[Sheepdog] Sheepdog reliability

Thu Nov 18 15:48:01 CET 2010

On 11/18/2010 09:45 AM, MORITA Kazutaka wrote:
> Hi,
>
> At Wed, 17 Nov 2010 14:44:34 +0100,
> Dennis Jacobfeuerborn wrote:
>>
>> Hi,
>> I've been following Sheepdog for a while and now that patches are being
>> sent to include it in libvirt I want to start testing it. One question I
>> have is how I can ensure the reliability of the Sheepdog cluster as a
>> whole.
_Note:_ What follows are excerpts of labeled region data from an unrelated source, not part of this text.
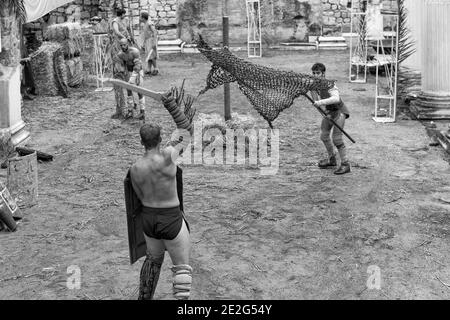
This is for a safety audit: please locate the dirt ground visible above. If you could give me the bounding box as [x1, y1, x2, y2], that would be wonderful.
[0, 51, 450, 299]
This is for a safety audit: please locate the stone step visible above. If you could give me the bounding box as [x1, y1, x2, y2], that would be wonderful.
[318, 37, 345, 43]
[158, 39, 183, 47]
[319, 42, 348, 50]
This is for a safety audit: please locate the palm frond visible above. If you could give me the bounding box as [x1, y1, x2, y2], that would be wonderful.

Specifically I'm looking at two cases:
>>
>> Lets assume a setup with 4 nodes and a redundancy of 3.
>>
>> If one node fails what are the effects both for the cluster and the clients
>> (e.g. potential i/o delays, messages, etc.)
>
> Until Sheepdog starts a new round of membership, the cluster suspends
> any requests to data objects and the clients I/O is waited.  How long
> to wait is up to the value of totem/consensus in corosync.conf.  The
> default value is 1200 ms.  If you want to run Sheepdog with large
> number of nodes, the value need to be larger number and the delay time
> becomes larger.

Wouldn't it be better to decouple the client requests from these cluster 
timings? This looks like a unnecessary bottleneck that gets worse as the 
cluster gets larger. Why not let the client request have it's own timeout 
of say 1 second and if no response arrives retry the request to one of the 
nodes that carry one of the redundant copy of the blocks?
That way a node failure would have less of an impact on the applications 
and delays for the application request would become independent of the 
cluster size.

>> and what needs to be done once
>> the node is replaced to get the cluster back into a healthy state?
>
> All you need to do is only starting a sheep daemon again.  If it
> doesn't work, please let me know.

So when the node goes down will the cluster copy all of the lost blocks to 
another node automatically to re-establish the redundancy requirement of 3 
copies?

If the new node is added to the cluster will it stay empty or will the 
cluster rebalance the blocks according to some load criterium?

>>
>> What happens if *all* nodes fail due to e.g. a power outage? What needs to
>> be done to bring the cluster back up again?
>
> If no VM is running when all nodes fail, all you need to do is
> starting all sheep daemons again.  However, if I/O requests are
> processed when all nodes fail, Sheepdog needs to recover the objects
> whose replicas are in inconsistent states (and it is not implemented
> yet).
>

What is the timeframe for this implementation after all this has to be 
implemented before Sheepdog can go into productive use.

Regards,
   Dennis